The art is still there. The sentiment and energy behind the work hasn’t changed. But I received a very strong message that I was actually holding myself back by using those seemingly efficient categories. And that message didn’t come from a gallery, an art advisor, another artist, or a collector. That message was directed to me from me — a pang of deep knowing that shot through my body.

The first inkling of this transmission came through when I was working on Exuberance.

 

At some point while I was (I thought) deep into my process, I said to myself, “What category will this painting go into?” And then I woke up.

The first painting I completed post-categories — Last Splash, January 2023. 

I realized what my brain had done. It tried to stifle my creativity by asking me to put my work into a box before it was even completed.

 

I’d like to say that I’m so enlightened that I figured everything out on the spot, immediately dropped my categories, and continued on my way with fresh insight, purpose, and direction. But I didn’t. I was more like, “Hmm…yes…what category,” and felt a bit troubled by the whole self-created conundrum for at least another month.

But luckily, I went to Hawaii in November. I had some time to relax and notice what it felt like to live in the present (beautiful) moment and focus on one thing at a time. I liked how my brain felt during that trip — duh, it’s freaking HAWAII — and although I can’t currently live my days immersed in warm ocean water literally swimming next to sea turtles, I can bring back some of the feelings I had around presence and focus.

Sometime after I got home I added daily journaling to my creative process to assist me with clarity and focus. And it was during one of these daily deep dives that the experience I had while painting Exuberance came back to me.

Here are some excerpts from my journal over the past month that led me to dropping the categories:

I don’t think I’ll create a specific collection for the show. Maybe I’ll just paint and form a collection when the time comes. I can pull from past or current work and build from there. Yeah. I like that. Always paint whatever I FEEL, whatever speaks to me, and any show can be a curated subset of what I make.

I’m almost feeling myself giving way from my city, sea, land categories. Melding into ME, the artist. The energy of my experiences. I mean, that’s what it all is for me. I don’t need the land/sea, especially when they’re both there in the work. It’s always been about the energy.
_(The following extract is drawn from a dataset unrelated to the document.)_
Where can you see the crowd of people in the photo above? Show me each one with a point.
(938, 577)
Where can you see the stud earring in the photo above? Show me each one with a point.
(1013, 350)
THERE IS ONLY ONE EXPERIENCE THAT I CAN SHARE — MINE.

I feel like I’ve been categorizing my work to make it “easier” to digest. But maybe really I just need to introduce the whole of it and let it go. I’m expanding past categories. Feeling hemmed in by them. Maybe this next group of paintings is when I will make this change. Dissolve all categories. Make it BIGGER than that. Bolder, even.

I am feeling so FREED by this revelation! And I write here because I know that writing here helped lead me to this.

Expanding. Opening up — to myself, to life, to POSSIBILITY, to Spirit, to my art and creativity. That is what I want to nurture.

My paintings are inspired by nature — inner and outer.

Sunflowers in Maui, Hawaii. Photograph by Melanie Biehle, November 2022.

Thanks for reading! If you’re thinking about trying daily journaling, I say go for it. It’s been really useful for me.